1. A spout for providing a flow of water in the shape of a sheet and having a flow surface (47) past which the water flows and then exits the spout, said spout including inlet means upstream of the flow surface, the flow surface diverging in width in the direction of flow, wall means (15) in combination with the flow surface (47) defining a flow chamber (54), the flow chamber (54) defining an elongate outlet (55) through which the water exits the flow chamber (54), at least a portion of said wall means (15) converging toward the flow surface (47) in the direction of flow, characterized by an elongate crest (50) downstream of the inlet means, the flow surface (47) extending from the crest (50) to the outlet (55), a center section (59) of the flow surface (47) being raised and arcuate in each of two orthogonal directions making the center of the flow chamber (54) thinner in the area of the center section than at the sides of the chamber (54), one of said two directions being in the direction of flow and the other of said directions being transverse to the direction of flow, a first radius defining the center section in the flow direction to be concave up, a second radius defining the center section in the transverse direction to be convex up, and the center section (59) being adjacent to the outlet (55) so that the outlet (55) is thinner in the center than at the sides.

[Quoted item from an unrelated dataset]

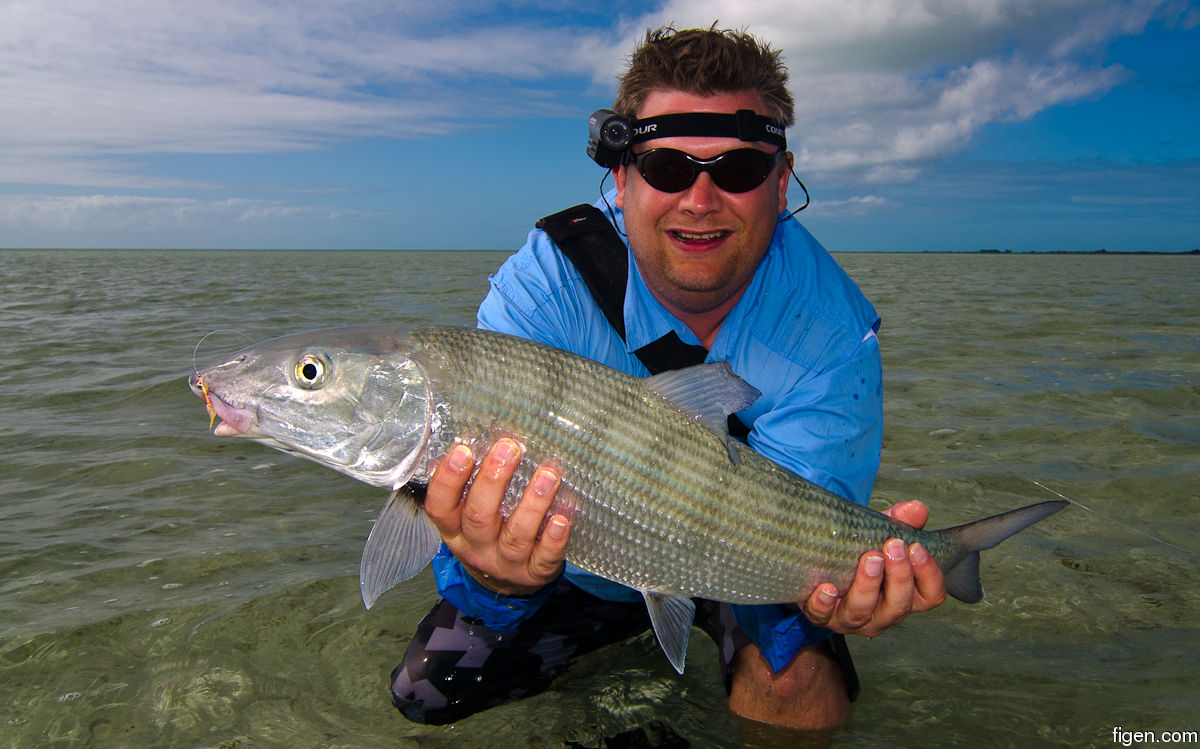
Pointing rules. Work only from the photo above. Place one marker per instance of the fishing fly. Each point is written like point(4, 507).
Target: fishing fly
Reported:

2. The spout according to claim 1, characterized by a reservoir (37) between said inlet means and said crest (50) for pooling a flow of water.

3. The spout of claim 2, characterized in that the water is diverted in two opposite directions orthogonal to the flow of water through the inlet means upon entering the reservoir (37).

4. The spout of claim 1, wherein the outlet (55) of the chamber (54) has the cross-sectional shape of a single concave lens.

5. The spout of claim 1, wherein the center section diverges in the flow direction.